In Nella Larsen’s novel, it is Clare who most obviously embodies Passing. In this, she seems very different from Irene. Clare has decided to accept the social discrimination against black people and pass as white. She envied people who seemed to succeed effortlessly, as she tells Irene.
"I used almost to hate all of you. You had all the things I wanted and never had had. It made me all the more determined to get them, and others."
These feelings fed into her decision to move away and marrying a white man. She tries to dismiss the harmful emotional impact of his racism. Irene, in contrast, is fully immersed in African American society, and married to a kind, altruistic husband. Feeling a deep "yearning for my own people," Clare takes the bold step of leaving her husband and to begin identifying as black.
But the reader also sees that Irene is passing, though in a different connotation. She hides important aspects of her identity, as she internalizes her unhappiness and a kind of racialized self-criticism.
It wasn't that she was ashamed of being a Negro, or even of having it declared. It was the idea of being ejected from any place . . . that disturbed her.

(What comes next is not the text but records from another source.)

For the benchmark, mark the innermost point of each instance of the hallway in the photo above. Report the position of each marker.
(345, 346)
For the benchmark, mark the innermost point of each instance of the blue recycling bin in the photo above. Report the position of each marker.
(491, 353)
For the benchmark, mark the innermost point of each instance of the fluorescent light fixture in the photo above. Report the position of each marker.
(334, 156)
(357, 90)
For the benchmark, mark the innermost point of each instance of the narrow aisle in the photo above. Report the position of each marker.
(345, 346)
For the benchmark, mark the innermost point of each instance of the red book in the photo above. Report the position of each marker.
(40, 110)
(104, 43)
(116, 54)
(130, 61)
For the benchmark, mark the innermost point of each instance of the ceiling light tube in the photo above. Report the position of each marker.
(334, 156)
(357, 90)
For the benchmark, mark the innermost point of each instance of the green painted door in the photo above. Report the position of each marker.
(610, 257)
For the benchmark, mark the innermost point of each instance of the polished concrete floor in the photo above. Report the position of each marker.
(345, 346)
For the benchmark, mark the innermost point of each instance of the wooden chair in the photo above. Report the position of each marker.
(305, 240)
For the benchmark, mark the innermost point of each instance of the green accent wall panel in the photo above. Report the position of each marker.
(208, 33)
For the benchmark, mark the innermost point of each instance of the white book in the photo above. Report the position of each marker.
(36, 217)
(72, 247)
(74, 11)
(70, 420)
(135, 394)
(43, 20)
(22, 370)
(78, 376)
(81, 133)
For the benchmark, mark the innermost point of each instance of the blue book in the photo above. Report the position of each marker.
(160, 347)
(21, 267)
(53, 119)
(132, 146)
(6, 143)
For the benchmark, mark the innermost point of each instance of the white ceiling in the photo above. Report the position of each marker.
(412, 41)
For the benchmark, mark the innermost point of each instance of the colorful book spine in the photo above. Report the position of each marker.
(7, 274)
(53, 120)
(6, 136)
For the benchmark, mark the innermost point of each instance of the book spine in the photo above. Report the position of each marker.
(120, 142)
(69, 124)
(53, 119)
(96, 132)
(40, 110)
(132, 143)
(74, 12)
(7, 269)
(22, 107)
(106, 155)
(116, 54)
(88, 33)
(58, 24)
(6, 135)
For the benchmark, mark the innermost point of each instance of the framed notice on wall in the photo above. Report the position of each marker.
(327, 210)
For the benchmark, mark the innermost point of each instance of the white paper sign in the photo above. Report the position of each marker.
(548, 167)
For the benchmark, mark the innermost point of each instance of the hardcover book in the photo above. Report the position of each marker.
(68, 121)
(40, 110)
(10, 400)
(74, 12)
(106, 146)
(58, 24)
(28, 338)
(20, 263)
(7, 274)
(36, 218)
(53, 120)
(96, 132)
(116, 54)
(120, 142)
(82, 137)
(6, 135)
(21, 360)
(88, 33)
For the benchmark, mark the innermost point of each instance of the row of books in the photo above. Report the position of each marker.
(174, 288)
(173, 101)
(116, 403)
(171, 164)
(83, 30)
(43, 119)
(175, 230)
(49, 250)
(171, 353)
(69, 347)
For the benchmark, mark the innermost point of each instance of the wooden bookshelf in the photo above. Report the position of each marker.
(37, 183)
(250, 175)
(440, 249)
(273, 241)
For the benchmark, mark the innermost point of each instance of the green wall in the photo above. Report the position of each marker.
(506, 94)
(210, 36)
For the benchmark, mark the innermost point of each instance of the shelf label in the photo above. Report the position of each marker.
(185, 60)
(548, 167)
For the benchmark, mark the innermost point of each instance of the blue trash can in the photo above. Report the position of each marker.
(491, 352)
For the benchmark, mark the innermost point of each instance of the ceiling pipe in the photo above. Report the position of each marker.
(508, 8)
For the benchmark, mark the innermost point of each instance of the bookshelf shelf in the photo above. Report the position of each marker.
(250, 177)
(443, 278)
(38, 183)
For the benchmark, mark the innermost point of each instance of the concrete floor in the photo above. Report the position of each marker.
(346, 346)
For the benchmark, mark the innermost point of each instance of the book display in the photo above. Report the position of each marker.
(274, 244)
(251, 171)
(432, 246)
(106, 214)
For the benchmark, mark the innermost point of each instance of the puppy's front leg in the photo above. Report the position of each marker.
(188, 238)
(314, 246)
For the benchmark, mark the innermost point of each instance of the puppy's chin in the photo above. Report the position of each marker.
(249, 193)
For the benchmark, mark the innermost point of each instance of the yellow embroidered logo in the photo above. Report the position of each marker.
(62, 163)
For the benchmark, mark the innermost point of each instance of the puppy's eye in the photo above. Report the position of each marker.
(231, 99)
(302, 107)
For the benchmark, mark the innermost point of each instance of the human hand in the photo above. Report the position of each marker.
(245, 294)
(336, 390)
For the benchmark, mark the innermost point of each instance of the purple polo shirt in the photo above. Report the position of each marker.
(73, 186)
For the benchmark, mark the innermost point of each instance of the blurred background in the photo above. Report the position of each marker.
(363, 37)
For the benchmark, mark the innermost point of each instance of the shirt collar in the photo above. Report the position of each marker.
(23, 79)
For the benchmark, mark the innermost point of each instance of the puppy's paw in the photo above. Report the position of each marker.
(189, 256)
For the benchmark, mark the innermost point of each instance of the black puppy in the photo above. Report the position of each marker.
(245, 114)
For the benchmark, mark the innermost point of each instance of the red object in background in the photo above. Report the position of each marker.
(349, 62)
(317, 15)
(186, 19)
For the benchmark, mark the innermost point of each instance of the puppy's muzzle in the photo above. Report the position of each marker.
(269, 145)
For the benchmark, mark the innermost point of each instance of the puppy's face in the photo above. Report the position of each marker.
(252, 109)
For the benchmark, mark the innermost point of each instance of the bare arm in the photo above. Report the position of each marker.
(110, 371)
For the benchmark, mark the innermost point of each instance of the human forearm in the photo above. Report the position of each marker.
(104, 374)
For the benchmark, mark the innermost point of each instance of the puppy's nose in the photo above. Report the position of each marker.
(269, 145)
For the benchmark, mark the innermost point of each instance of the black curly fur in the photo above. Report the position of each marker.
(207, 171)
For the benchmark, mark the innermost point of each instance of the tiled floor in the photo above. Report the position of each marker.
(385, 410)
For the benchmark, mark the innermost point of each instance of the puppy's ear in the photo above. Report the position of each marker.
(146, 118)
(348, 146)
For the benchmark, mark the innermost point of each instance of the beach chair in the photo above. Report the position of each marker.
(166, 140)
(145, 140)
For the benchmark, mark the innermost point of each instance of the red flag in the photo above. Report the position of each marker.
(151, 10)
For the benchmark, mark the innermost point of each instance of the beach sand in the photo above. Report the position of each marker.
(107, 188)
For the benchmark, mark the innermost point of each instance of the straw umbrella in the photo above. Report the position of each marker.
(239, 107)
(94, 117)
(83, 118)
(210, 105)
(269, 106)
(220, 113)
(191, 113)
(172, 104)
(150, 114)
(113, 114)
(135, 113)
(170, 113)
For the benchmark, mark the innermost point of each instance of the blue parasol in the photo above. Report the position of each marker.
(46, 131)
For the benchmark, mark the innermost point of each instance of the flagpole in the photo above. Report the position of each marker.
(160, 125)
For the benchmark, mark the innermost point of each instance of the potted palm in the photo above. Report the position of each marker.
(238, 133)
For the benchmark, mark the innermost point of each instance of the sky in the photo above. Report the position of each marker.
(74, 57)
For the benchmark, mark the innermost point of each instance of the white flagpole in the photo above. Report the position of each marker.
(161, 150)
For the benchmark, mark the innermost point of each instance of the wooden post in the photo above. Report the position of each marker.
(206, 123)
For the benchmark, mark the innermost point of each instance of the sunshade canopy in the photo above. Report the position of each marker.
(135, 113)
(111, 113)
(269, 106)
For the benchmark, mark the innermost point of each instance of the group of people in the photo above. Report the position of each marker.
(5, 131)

Part of her envies Clare’s ability to pass because Irene judges people based on skin color, thinking herself superior to darker-skinned African Americans. The greatest similarities between the two women are their frustrated ability to live authentic lives and their envy of the other for apparently being more forthright.
Further Reading
While it is Clare who passes for white in the novel, Irene is also passing for someone that she is not. Although she declares herself proud of her race, her aspiring middle-class behavior makes her unable to sympatize with the struggles of African American workers. She is trapped by her necessity to feel secure and surrounded by material comfort. For this reason, she fears but, at the same time, feels admiration for her friend Clare who is able to take big risks such as that of passing. Admired and feared by Irene, Clare too is a woman who has given up her identity and roots in exchange for respectability. Married to a white supremacist, Clare feels the need to re-associate with black people, just as Irene grows more and more distant from them in the course of the novel. The two women also share a disappointing marriage. Clare is forced to pass for white as her husband would repudiate her if he discovered her true race. While Irene is married to a fellow middle-class African American, her marrige is not a happy one and, by the end of the text, she realizes she has never really loved him. Her marrige is based not on love but on her obsession for social security, a somewhat ironic predicament as her husband Brian would immediately give up pursuing the American Dream of social mobility and work with the poor in Brazil. Also, as Clare enters again in her life her safety is shattered both because she feels attracted to her and because she fears that she may be having a secret affair with Brian. The feeling of attraction between the two women has made several critics speak of a lesbian subtext in the novel.